The short answer to your question is “No.” But what’s really going to screw with you is that gravity isn’t a force – there actually is no such thing as a gravitational force (as we understand it today): [https://www.youtube.com/watch?v=Xc4xYacTu-E](https://www.youtube.com/watch?v=Xc4xYacTu-E)

Gravity, in our everyday human experience, is merely a notional model of reality. It’s a useful model, but it’s not what’s “really” happening.

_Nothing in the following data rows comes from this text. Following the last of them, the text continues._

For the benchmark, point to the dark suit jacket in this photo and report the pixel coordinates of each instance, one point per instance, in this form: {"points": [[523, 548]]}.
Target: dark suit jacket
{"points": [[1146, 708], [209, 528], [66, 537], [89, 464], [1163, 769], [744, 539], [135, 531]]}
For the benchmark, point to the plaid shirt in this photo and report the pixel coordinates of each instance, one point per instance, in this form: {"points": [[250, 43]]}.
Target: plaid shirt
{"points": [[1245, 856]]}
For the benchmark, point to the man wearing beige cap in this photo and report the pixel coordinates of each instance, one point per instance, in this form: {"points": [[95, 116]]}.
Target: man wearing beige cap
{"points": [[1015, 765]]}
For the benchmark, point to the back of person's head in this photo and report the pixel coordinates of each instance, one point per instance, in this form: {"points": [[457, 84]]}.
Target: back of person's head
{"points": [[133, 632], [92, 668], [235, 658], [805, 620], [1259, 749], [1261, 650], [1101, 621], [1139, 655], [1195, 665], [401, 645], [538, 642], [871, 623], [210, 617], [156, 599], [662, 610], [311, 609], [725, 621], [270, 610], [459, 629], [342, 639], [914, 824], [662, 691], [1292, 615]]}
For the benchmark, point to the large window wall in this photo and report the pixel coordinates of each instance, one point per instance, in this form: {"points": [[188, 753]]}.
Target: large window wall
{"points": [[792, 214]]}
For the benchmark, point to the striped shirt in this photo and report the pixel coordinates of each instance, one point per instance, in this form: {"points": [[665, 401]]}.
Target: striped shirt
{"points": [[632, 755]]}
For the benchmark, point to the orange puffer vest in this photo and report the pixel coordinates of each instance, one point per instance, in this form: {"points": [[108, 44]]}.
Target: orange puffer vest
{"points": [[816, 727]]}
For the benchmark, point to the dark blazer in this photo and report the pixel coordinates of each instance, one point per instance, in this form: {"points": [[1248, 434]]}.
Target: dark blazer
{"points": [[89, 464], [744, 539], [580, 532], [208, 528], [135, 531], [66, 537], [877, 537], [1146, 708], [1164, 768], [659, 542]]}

So, gravity isn’t an endless energy force (actually, it’s nothing, but part of a model of behavior). When energy is expended to change an object’s position, velocity, acceleration in space-time, that energy isn’t working against or compensating for gravity.

Anonymous 0 Comments

The full explanation is a bit complex, but I will try to simplify it a bit:

I am assuming that you mean that we could, hypothetically, extract energy out of Earth’s gravity. To do this, you need an object above the surface of earth in a high place.

Let’s say you have a baseball that is placed one meter above the ground. This baseball has more gravitational energy than if it were on the ground. However, in order to extract that energy, you need to make the baseball fall down from its high place and onto the floor, and while it falls down, you need to transfer some of that energy into a motor (by colliding the ball onto a paddle that moves the motor, for example), and then transform the movement of the motor into something else (technical stuff that is not important right now). But once the baseball reaches its minimum height (the ground), then all the “gravitational energy” is already depleted, and is usually dissipated onto something else (transformed into heat, usually).

This is the basic principle of hydroelectric power plants, because water can be see as “a bunch of baseballs” that are falling down from a high place following a stream due to Earth’s gravity, and we simply use motors attached to paddles that collect a little piece of that energy.

However, in order to collect that energy, you need an object falling down from a high place (water/baseballs), and in order to get those objects back up, you need to invest energy in carrying them above the ground (you need to put the baseball on top of the shelf for it to be able to fall down), and that usually requires more energy than what you usually can harvest when if falls back down. In the case of water stream, what makes the water “rise above” is its evaporation because of the heat of the sun (and the water cycle, that later makes it rain). So in a sense, hydroelectric power is just gravitational energy harvesting powered by the sun.

So, to summarize, gravitational energy is associated with the height of an object, not the force that pulls it downwards, and it can only be harvested when the object moves downwards, so it is impossible to obtain unlimited energy from gravity.